The moth finally collides with the bulb hard enough to bounce off entirely, spiraling downward, unable to catch itself. Frank watches it stagger through the air, hit the ground. Robby watches Frank.
He remembers Robby asleep on the floor of his apartment three autumns ago, too stubbornly exhausted to make it to the couch. One arm flung over his eyes, socked feet hanging halfway beneath the coffee table, apartment smelling like burnt coffee and antiseptic wipes and the rain gathering beyond the windows, and Frank remembers thinking, with the terrifying certainty reserved for disasters and miracles, that he could get used to this.
He doesn’t know if he could get used to this.
“Abbot told me you did a perimortem C-section last week.”
Frank looks away immediately.
The porch suddenly feels too small. Too bright. Every sound sharpened unbearably – the electrical hum of the light, the ticking motorcycle engine cooling in the driveway, his own pulse beating hard against the base of his skull.
Robby rubs a hand over his face. Fatigue drags visibly at every movement now. Frank can almost watch him choosing patience over anger in real time, and for some reason that hurts worse than if Robby had just started screaming.
Then:
“Are you trying to die?”
Frank’s head jerks up.
“What the fuck kind of question is that?”
“A real one.”
“No, it’s bullshit.”
“You show up here after not going to work for a week, the longest voluntary break you’ve taken since I’ve known you, looking like you’re itching for a fucking fix.”
“I told you, I’m not high right now.”
“That’s not what I asked.”
Silence.
Frank’s jaw locks so hard it aches. He doesn’t know if anyone being asked that question would be able to answer it without the threat of institutionalisation looming above them.
Robby sees something in his face then, a flicker of truth that Frank failed to bury quickly enough. With that, the exhaustion in his expression deepens into something closer to grief.
“Go home, Dr. Langdon,” he says softly. Frank wants to bite him.

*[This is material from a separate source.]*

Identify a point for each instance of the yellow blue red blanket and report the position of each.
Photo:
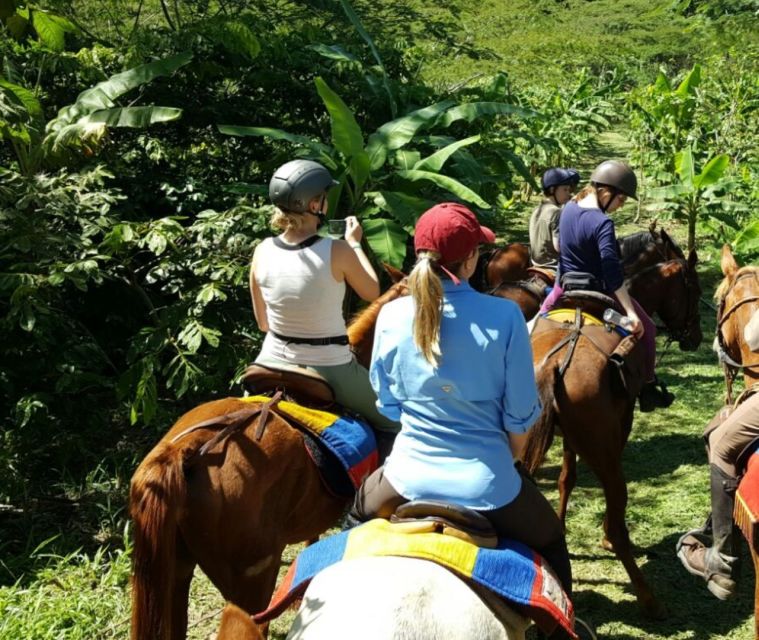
(512, 571)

Instead, he laughs once, brittle around the edges. “Yeah, okay, Dr. Robinavitch.”
“I mean it.”
“I’m sure you do.”
Robby hesitates, and for one horrible second, he looks exactly like someone standing at the edge of a collapsing building trying to decide whether going back in will kill him too.

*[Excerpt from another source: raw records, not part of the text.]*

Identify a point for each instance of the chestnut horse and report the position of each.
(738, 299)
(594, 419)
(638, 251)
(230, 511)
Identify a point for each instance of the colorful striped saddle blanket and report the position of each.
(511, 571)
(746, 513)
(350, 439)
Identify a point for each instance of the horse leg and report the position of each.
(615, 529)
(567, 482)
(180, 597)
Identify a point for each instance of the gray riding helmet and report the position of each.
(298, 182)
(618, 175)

“Langdon. Go home,” he repeats.
The sentence slides cleanly between Frank’s ribs.
Everything mean inside him immediately wakes up screaming.
“Fuck you, Robby. Fuck you.”
Robby closes his eyes briefly.
When he opens them again, whatever softness had been there is gone, replaced by the same look Frank remembers all too well from the 5th of September, from the 4th of July, from every single one of his nightmares henceforth.
“Goodnight, Dr. Langdon. I’ll see you at seven a.m. tomorrow.”
Then he steps back into the house and closes the door firmly, directly in Frank’s face.